In J.D.B. v. North Carolina, the court held that a child's age should be taken into consideration in deciding whether the well-known Miranda ruling and warning - "You have the right to remain silent ...." applies. The facts of the case raised a more profound issue: whether the police can use school attendance to circumvent the Constitution.
J.D.B. was suspected by police of committing a residential burglary (The circumstances detailed here come from transcripts of lower-court proceedings.). When the hapless 13-year-old brought a stolen digital camera to school in Chapel Hill one day, a teacher reported him and the police were called. J.D.B. was pulled out of class by a uniformed police officer and brought to a conference room where the assistant principal and the detective investigating the burglary were waiting.
After some initial questioning J.D.B. was confronted with the camera as evidence of his guilt. When the assistant principal encouraged him to "do the right thing," J.D.B., who was a special education student, innocently asked if he would still be in trouble if he gave the stuff back. The detective has testified that he then told J.D.B. that the matter was going to court and warned him that "if I felt that he was going to go out and break into other people's houses again because he really didn't care" he would have J.D.B. put into a juvenile detention facility.
What happened next would have confounded most adults, and must have made no sense to the middle-schooler. The detective told J.D.B. that he was free to leave and did not have to speak with him. Why? Because Miranda does not apply to people who are not in custody. By telling J.D.B. that he was free to leave, the detective was avoiding telling J.D.B. what he really needed to know - his Miranda rights.
Now imagine yourself in this situation as a 13-year-old. The police have the goods on you; you already half-confessed by asking if you can give the stuff back; the detective just told you that he will lock you up if he thinks "you don't care."
Do you really feel like you are free to leave? What good does leaving the conference room do if you end up getting thrown into a juvenile detention facility? So J.D.B. did the only thing that could have made sense to him. He made a full confession.
Custody for Miranda purposes is defined objectively, and the state of North Carolina argued that a reasonable person would have felt free to leave all along. J.D.B.'s lawyers argued that the court should ask whether a reasonable 13-year-old would have felt free to leave.
Since most 13-year-olds wouldn't have felt free to leave when brought to see the assistant principal by a uniformed police officer, this would have made quite a difference. Only in some strange sort of alternate universe could you ask whether a reasonable person in J.D.B's situation would have felt free to leave without distinguishing between children and adults. Adults don't get called to the principal's office. Justice Sonia Sotomayor described as nonsensical and absurd the idea that you could do a Miranda custody analysis in J.D.B's case or in many other juvenile cases without considering age.

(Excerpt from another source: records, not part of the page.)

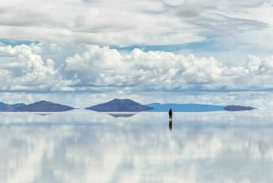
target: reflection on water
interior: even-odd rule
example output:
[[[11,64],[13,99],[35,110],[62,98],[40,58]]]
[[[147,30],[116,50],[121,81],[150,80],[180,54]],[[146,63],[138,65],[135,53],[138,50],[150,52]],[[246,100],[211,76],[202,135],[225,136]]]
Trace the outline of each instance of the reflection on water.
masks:
[[[115,117],[133,117],[135,113],[108,113],[108,115]]]
[[[0,114],[0,182],[273,182],[272,115],[190,115]]]

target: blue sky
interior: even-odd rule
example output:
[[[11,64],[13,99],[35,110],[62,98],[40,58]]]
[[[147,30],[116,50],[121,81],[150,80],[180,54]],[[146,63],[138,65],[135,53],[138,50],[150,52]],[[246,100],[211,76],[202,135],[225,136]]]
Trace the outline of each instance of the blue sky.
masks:
[[[272,12],[270,0],[11,0],[0,91],[270,92]]]

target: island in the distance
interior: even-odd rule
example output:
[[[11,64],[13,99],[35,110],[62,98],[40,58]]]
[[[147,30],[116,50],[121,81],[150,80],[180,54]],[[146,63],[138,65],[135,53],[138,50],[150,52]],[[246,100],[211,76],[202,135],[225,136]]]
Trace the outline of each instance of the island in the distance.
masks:
[[[29,105],[23,103],[9,105],[0,102],[1,112],[63,112],[73,109],[74,107],[69,106],[52,103],[45,100],[35,102]]]
[[[241,111],[241,110],[253,110],[253,109],[257,109],[257,108],[254,108],[252,107],[230,105],[230,106],[225,107],[224,109],[228,110],[228,111]]]
[[[205,104],[160,104],[152,103],[142,105],[131,99],[114,99],[106,103],[98,104],[86,109],[97,112],[125,112],[125,117],[129,116],[127,112],[167,112],[172,107],[174,112],[212,112],[212,111],[242,111],[257,109],[252,107],[244,106],[217,106]],[[49,101],[39,101],[33,104],[25,105],[18,104],[5,104],[0,102],[0,112],[63,112],[75,109],[72,107],[61,104],[52,103]],[[115,114],[115,117],[121,117],[120,114]]]
[[[97,112],[141,112],[153,109],[152,107],[141,105],[131,99],[114,99],[106,103],[98,104],[86,107],[88,110]]]
[[[98,104],[86,109],[97,112],[166,112],[172,107],[175,112],[212,112],[212,111],[241,111],[256,109],[242,106],[217,106],[205,104],[160,104],[152,103],[142,105],[131,99],[114,99],[109,102]]]

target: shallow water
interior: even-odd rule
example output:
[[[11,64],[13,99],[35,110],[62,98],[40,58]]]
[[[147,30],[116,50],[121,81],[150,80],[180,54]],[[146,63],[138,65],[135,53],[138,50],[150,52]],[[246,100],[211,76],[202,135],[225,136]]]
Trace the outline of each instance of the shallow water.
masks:
[[[273,182],[273,113],[0,114],[0,182]]]

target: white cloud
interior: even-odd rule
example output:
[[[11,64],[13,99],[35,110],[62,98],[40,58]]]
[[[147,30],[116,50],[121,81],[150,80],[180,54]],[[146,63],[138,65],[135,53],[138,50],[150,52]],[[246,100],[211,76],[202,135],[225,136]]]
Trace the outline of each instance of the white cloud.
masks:
[[[66,60],[66,71],[82,86],[131,86],[151,90],[215,90],[272,88],[272,57],[249,56],[246,64],[228,66],[214,57],[170,52],[144,52],[88,46],[82,55]],[[263,85],[260,85],[263,84]]]
[[[1,46],[0,52],[12,58],[0,66],[5,75],[1,89],[5,90],[56,90],[64,89],[72,84],[63,80],[59,71],[55,68],[52,59],[43,60],[35,50],[38,46]],[[5,61],[5,56],[2,57]],[[2,74],[2,75],[3,75]],[[5,77],[4,77],[5,78]]]
[[[71,51],[73,50],[73,51]],[[215,91],[272,89],[273,57],[225,65],[212,56],[108,46],[0,46],[2,90]],[[3,79],[5,78],[5,79]]]
[[[272,7],[263,2],[13,0],[0,5],[0,37],[106,46],[192,43],[217,30],[225,36],[264,28]],[[263,9],[267,14],[252,15]]]
[[[1,180],[180,182],[182,177],[183,182],[190,183],[272,181],[268,175],[273,136],[267,127],[272,114],[174,117],[169,132],[166,114],[143,113],[130,118],[91,112],[1,115],[5,122],[9,118],[11,123],[29,123],[0,128]],[[76,125],[83,118],[89,125]],[[46,127],[30,125],[48,121],[51,125]]]

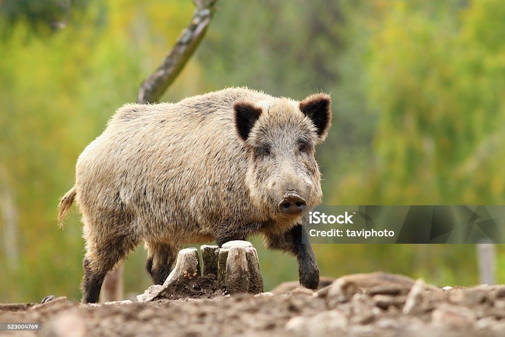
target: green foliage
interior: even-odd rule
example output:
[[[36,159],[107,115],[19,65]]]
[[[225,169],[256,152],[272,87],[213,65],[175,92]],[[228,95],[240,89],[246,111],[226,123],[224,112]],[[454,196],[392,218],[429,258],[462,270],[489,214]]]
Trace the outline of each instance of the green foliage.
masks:
[[[242,85],[298,99],[331,92],[333,125],[318,153],[326,204],[502,204],[500,2],[223,0],[164,99]],[[186,0],[72,2],[55,29],[65,3],[0,2],[0,192],[18,214],[20,252],[13,265],[0,236],[0,302],[79,298],[80,224],[74,213],[57,229],[59,198],[79,154],[135,101],[193,8]],[[471,245],[314,249],[326,276],[382,270],[441,285],[478,281]],[[296,278],[294,259],[259,253],[267,289]],[[127,294],[149,284],[144,259],[139,249],[126,264]]]

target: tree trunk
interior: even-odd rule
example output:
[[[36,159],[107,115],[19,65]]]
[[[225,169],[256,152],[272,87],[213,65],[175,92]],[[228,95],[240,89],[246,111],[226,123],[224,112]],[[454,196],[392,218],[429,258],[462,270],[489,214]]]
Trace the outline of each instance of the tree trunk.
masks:
[[[191,58],[207,31],[217,0],[193,0],[196,8],[187,27],[161,65],[140,86],[137,103],[155,103],[171,84]],[[106,277],[100,302],[120,301],[123,294],[123,263]]]

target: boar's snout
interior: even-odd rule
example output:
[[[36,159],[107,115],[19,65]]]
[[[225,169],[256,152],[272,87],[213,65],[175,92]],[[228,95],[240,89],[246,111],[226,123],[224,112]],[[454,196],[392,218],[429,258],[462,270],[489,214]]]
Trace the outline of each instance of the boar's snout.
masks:
[[[301,213],[307,206],[307,202],[297,193],[288,192],[279,203],[279,210],[285,214],[296,214]]]

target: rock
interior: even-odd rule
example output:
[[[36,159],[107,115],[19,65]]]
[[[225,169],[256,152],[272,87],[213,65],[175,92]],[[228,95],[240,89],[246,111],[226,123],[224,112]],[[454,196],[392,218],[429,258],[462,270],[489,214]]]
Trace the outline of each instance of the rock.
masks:
[[[465,304],[473,306],[486,302],[487,296],[486,292],[478,289],[469,289],[465,294]]]
[[[234,240],[228,241],[223,244],[221,248],[231,248],[232,247],[244,247],[250,248],[252,247],[252,244],[248,241],[243,241],[242,240]]]
[[[356,283],[345,279],[336,279],[328,288],[328,305],[330,308],[334,308],[338,303],[348,302],[357,292]]]
[[[498,321],[494,317],[484,317],[476,322],[474,326],[477,330],[491,329]]]
[[[423,302],[423,293],[425,289],[425,283],[423,280],[419,279],[416,281],[406,299],[404,314],[409,315],[421,311],[420,306]]]
[[[335,279],[332,277],[327,277],[326,276],[321,276],[319,277],[319,285],[318,287],[318,289],[319,290],[318,294],[322,296],[325,296],[326,293],[328,292],[328,289],[325,288],[325,287],[331,285],[334,281],[335,281]],[[299,281],[284,282],[274,288],[272,290],[272,293],[276,295],[282,295],[283,294],[289,293],[299,286]]]
[[[310,317],[293,317],[286,323],[286,329],[297,336],[335,335],[348,326],[347,318],[339,310],[323,311]]]
[[[399,307],[405,304],[405,296],[390,296],[389,295],[375,295],[373,298],[374,303],[381,309],[386,309],[389,307]]]
[[[500,286],[496,289],[494,297],[497,299],[505,298],[505,286]]]
[[[229,294],[246,293],[249,290],[249,268],[243,247],[230,248],[226,259],[225,284]]]
[[[198,251],[196,248],[185,248],[179,251],[175,267],[165,280],[163,286],[167,287],[182,277],[191,279],[193,277],[200,277],[201,274]]]
[[[140,295],[139,295],[140,296]],[[111,305],[111,304],[118,304],[121,305],[123,304],[130,304],[133,303],[130,300],[124,300],[124,301],[111,301],[108,302],[105,302],[104,303],[104,305]]]
[[[41,304],[37,304],[33,306],[30,308],[30,310],[45,310],[47,308],[51,308],[54,306],[57,306],[59,305],[62,304],[67,304],[69,306],[72,304],[72,302],[68,300],[65,296],[61,296],[60,297],[57,297],[54,300],[52,300],[48,302],[46,301],[43,303]]]
[[[216,252],[219,249],[217,246],[208,245],[204,245],[200,247],[204,276],[208,274],[217,276],[218,256]]]
[[[402,275],[376,272],[368,274],[352,274],[340,278],[348,282],[354,282],[359,288],[369,288],[376,286],[402,286],[409,288],[414,283],[410,277]]]
[[[302,295],[312,296],[314,294],[314,291],[313,290],[306,288],[305,286],[297,286],[291,291],[291,295]]]
[[[270,292],[267,292],[266,293],[260,293],[260,294],[257,294],[255,295],[255,297],[268,297],[269,296],[273,296],[274,294]]]
[[[54,295],[48,295],[42,299],[42,301],[40,301],[40,304],[43,304],[44,303],[48,302],[49,301],[53,301],[56,298],[56,297]]]
[[[367,289],[366,293],[371,296],[377,295],[407,295],[412,287],[411,284],[391,284],[376,285]]]
[[[79,310],[72,310],[58,314],[42,328],[44,335],[54,337],[84,337],[87,335],[86,323]]]
[[[431,313],[432,322],[452,328],[469,328],[476,321],[475,313],[465,307],[444,304]]]
[[[137,301],[139,302],[146,302],[152,301],[163,290],[163,286],[155,284],[145,290],[142,295],[137,296]]]

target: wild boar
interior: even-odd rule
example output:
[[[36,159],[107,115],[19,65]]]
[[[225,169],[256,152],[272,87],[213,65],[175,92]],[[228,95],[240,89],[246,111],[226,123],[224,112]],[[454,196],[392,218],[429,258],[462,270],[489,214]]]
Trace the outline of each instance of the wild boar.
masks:
[[[185,244],[258,233],[296,256],[300,283],[317,288],[301,224],[322,197],[314,155],[331,104],[324,93],[297,102],[242,87],[120,108],[81,154],[59,205],[60,225],[74,199],[82,215],[82,302],[98,301],[108,272],[141,242],[159,284]]]

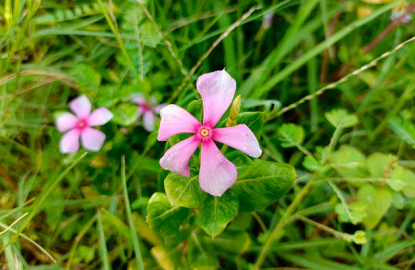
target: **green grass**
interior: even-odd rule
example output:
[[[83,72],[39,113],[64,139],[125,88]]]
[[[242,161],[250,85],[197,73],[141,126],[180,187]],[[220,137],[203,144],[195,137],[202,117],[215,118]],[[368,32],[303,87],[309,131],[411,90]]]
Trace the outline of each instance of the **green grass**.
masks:
[[[413,269],[414,20],[363,51],[401,2],[414,5],[1,1],[0,268]],[[147,214],[165,192],[165,143],[136,121],[131,94],[186,108],[197,78],[223,68],[241,111],[264,113],[260,159],[297,179],[214,238],[200,206],[164,235]],[[64,155],[55,118],[80,94],[115,117],[100,152]]]

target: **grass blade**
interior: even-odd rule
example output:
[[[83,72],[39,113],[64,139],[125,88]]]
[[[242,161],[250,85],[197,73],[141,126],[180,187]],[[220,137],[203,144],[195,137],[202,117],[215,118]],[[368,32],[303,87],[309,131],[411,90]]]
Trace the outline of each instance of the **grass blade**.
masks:
[[[134,246],[134,253],[136,253],[136,260],[140,270],[144,270],[144,264],[142,263],[142,257],[141,256],[141,250],[140,249],[140,244],[138,243],[138,237],[136,232],[136,228],[133,223],[133,217],[131,215],[131,208],[130,208],[129,199],[128,198],[128,192],[127,190],[127,181],[125,178],[125,157],[122,156],[121,158],[121,181],[122,181],[122,188],[124,190],[124,201],[125,202],[125,210],[127,212],[127,217],[128,224],[131,231],[133,237],[133,244]]]

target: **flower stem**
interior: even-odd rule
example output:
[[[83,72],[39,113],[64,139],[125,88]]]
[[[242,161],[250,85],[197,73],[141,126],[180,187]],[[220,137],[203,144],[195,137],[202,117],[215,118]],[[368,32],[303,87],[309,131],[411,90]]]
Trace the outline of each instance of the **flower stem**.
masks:
[[[302,199],[304,198],[308,192],[310,188],[313,185],[313,180],[316,178],[315,175],[310,179],[310,181],[304,186],[299,194],[294,199],[291,204],[288,206],[286,212],[284,213],[283,216],[281,217],[273,231],[271,234],[268,237],[266,242],[264,245],[262,246],[262,249],[261,250],[261,253],[259,253],[259,256],[258,256],[257,259],[257,262],[255,262],[255,269],[259,269],[261,268],[261,266],[264,263],[268,251],[271,246],[271,244],[274,242],[275,240],[277,240],[277,237],[279,235],[279,233],[284,225],[284,222],[286,220],[290,215],[294,212],[295,208],[302,201]]]

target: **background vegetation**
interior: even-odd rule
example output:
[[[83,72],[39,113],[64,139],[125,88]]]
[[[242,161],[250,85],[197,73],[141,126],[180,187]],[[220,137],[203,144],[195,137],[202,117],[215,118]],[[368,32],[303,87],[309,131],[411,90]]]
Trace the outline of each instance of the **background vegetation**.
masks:
[[[2,1],[0,265],[414,269],[415,23],[390,19],[407,8]],[[261,159],[290,164],[297,178],[214,237],[195,225],[199,208],[162,235],[147,216],[164,192],[165,143],[136,123],[131,94],[186,107],[200,98],[197,77],[224,67],[242,111],[261,112]],[[55,118],[81,93],[114,118],[99,152],[64,155]]]

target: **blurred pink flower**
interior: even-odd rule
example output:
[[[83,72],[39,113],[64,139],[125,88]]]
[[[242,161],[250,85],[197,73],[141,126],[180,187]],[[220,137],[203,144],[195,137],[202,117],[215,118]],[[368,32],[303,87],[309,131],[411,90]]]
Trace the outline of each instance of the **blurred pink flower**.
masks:
[[[149,132],[154,130],[157,116],[156,114],[160,114],[160,110],[166,106],[162,103],[156,105],[156,98],[151,98],[150,104],[148,104],[145,98],[142,96],[136,96],[132,99],[133,103],[138,105],[137,110],[137,120],[139,120],[142,116],[142,126],[144,129]]]
[[[105,134],[90,127],[105,124],[112,118],[112,113],[107,108],[98,108],[91,113],[91,102],[84,95],[69,102],[69,108],[75,116],[64,113],[56,119],[57,130],[66,132],[60,141],[61,152],[70,154],[77,152],[80,148],[80,136],[84,148],[98,151],[104,144]]]
[[[201,143],[199,184],[206,192],[221,196],[237,180],[237,171],[214,141],[252,157],[259,157],[262,151],[257,138],[246,125],[214,128],[232,102],[237,87],[235,80],[225,70],[202,75],[196,85],[203,101],[203,123],[178,106],[169,105],[163,108],[160,112],[158,141],[167,141],[180,133],[194,135],[169,149],[160,160],[160,165],[165,170],[189,177],[189,161]]]

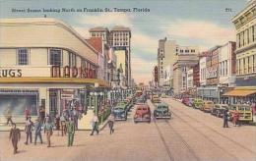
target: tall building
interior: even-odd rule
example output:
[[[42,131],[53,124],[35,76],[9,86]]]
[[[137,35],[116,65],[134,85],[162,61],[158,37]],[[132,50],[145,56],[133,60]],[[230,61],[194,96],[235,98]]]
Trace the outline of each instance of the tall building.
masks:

By interrogating J.D.B. at his middle school, however, the police were able to take advantage of the natural deference to authority that most students exhibit when at school. They were able to question J.D.B. in a setting that reasonably seems custodial to kids while hiding behind the fact that "a reasonable adult" would not believe himself to be in custody there. The police were also able to circumvent the protection of J.D.B's family, who had earlier objected to his being questioned by the police.
Arguably, J.D.B. had been in custody for the purposes of Miranda when he was first brought into that conference room. Before being questioned and confronted with the stolen camera he should have been told of his right to remain silent, warned that whatever he said could be used against him in court, told that he had a right to have an attorney present during questioning and assured that that an attorney would be provided if he could not afford one. These four simple warnings are a small price to pay for a fairly obtained confession.
All of which raises the larger issues at stake in the case. What happens constitutionally to our children when they show up for school in the morning? Do they lose their rights against self-incrimination to the degree that they respect their teachers and administrators? Should police investigations for crimes that don't even occur at school be allowed to piggy-back on a school's disciplinary authority?
We send our children to school to learn, not to be interrogated behind our backs and not to be tricked into giving up rights they don't even know they have. In allowing courts to consider age in determining Miranda rights for juveniles like J.D.B., the Supreme Court makes it more likely that juveniles will be dealt with fairly by the police that they increasingly encounter at our nation's schools. That is one lesson that our schools can't do without.
Joseph E. Kennedy is a professor at the UNC School of Law and a fellow at UNC's Parr Center for Ethics.